The Sodbusters farm is being expanded by land acquisition from 20 to 70 acres. The original farm has gardens and orchards that already produce food for the band’s food shelf and to supplement the commodities program.
Houle said that last year the 200 mature apple trees at the farm produced 6,000 pounds of apples. The gardens and high tunnel produced 8,000 pounds of fresh produce. All of this was fed into the food shelf and commodities programs of the four Mille Lacs districts. Started vegetable plants grown in a greenhouse near the government center are used to plant community gardens around the reservation as well as to grow food at the farm. The greenhouse was originally used to grow microgreens as an addition to meals prepared by elder services and Eddy’s Resort and has expanded from there.
Ag coordinator position
Houle’s background is in farming.
His family owned a large beef and dairy cattle farm in Fond du Lac, Wisc., where he spent his summers growing up doing chores and making hay. The agriculture coordinator position was created recently under the band’s Department of Natural Resources; because of his farming background and experience with the community gardens, Houle was chosen for the coordinator position.

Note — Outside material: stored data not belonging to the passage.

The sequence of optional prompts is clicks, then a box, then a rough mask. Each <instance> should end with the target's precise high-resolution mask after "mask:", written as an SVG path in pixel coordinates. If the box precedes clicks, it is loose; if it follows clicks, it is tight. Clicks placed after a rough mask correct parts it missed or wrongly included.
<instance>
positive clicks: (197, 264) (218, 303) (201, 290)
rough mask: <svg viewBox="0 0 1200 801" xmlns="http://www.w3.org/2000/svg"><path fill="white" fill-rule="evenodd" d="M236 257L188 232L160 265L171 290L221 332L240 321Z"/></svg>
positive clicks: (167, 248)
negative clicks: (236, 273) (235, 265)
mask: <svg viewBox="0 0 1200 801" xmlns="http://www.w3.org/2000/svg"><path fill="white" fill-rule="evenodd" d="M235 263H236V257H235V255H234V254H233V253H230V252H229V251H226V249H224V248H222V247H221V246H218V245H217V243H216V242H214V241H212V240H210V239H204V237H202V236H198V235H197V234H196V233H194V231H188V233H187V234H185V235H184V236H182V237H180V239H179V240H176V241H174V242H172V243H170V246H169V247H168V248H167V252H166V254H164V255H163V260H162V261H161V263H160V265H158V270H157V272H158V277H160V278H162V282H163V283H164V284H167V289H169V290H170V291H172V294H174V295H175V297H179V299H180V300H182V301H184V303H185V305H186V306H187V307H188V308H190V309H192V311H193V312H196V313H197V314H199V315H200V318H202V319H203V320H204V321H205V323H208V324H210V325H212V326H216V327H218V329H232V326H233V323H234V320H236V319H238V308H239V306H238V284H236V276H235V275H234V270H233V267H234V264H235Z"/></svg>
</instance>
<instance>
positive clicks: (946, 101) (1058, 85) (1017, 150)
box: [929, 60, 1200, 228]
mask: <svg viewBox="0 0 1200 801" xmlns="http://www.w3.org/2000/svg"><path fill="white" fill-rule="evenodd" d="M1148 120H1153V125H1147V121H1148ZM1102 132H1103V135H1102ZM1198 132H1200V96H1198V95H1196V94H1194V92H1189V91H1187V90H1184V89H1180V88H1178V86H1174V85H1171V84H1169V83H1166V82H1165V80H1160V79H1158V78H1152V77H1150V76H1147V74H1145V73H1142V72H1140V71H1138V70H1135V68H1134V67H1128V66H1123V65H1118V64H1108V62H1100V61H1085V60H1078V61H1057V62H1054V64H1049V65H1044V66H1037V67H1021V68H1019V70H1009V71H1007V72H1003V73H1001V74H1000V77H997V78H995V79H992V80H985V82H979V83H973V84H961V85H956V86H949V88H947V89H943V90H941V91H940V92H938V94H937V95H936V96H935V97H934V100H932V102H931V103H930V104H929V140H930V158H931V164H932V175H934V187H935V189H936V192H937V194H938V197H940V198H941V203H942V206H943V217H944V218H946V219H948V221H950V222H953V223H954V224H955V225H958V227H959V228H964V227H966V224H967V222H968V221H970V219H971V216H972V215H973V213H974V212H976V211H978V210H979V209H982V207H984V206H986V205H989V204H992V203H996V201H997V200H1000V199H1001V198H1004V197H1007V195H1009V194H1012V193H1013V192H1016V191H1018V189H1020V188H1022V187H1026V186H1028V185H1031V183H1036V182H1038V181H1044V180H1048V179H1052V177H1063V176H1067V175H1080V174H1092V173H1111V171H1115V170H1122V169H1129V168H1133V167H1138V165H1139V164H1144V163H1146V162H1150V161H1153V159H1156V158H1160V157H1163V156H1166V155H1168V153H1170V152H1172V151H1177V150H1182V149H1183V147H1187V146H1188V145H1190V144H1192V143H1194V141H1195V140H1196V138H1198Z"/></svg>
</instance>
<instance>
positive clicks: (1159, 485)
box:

One thing Houle saw right away as he started to lead the band’s food sovereignty work was that people were unfamiliar with the skills needed to cook and preserve fresh food.
“It was hard to move the fresh produce last year when people didn’t know how to cook with fresh produce or even how to handle it to preserve the freshness and quality,” he said. “This is no different than any other modern community, but we realized we needed to start building and reinforcing that skill set. To move forward with the necessary training for that will require additional staffing and support from the band.”
Community garden work will continue throughout the reservation; there is already a large vegetable garden near the assisted living facility the band operates at East Lake, and the community gardening program will continue to supplement food production as the district farms develop.
Houle also wants to start small and build grassfed beef and buffalo herds as well as developing some poultry enterprises. These livestock projects will increase the diversity of production on the farms, but will also begin to build soil fertility. Young people from all four districts have visited the farm and had the chance to get their hands in the dirt. Houle’s vision is to bring the Mille Lacs Band as a whole together around sustainable food production.
Traditional food culture
A key component of tribal food sovereignty is traditional ways of gathering and using wild foods and herbs, both as food and as medicine. To that end, the band recently hired Linda Black Elk as ethnobotanist for the band.
The Mille Lacs Indian Museum has a display showing dozens of traditional foods, herbs and medicinals (plants, roots, seeds, bark and fungi) that were used to promote health and well being.
“Traditional foods were our medicines, and the band’s goal is to return to a culture of reliance on those to promote health and vitality,” said Theisz.
The band will be initiating a program of internships for produce farmer and ranch hand positions. Young adults will be trained to fill positions that further the food sovereignty work, give them marketable job skills and allow them to be part of building a secure food future for their communities.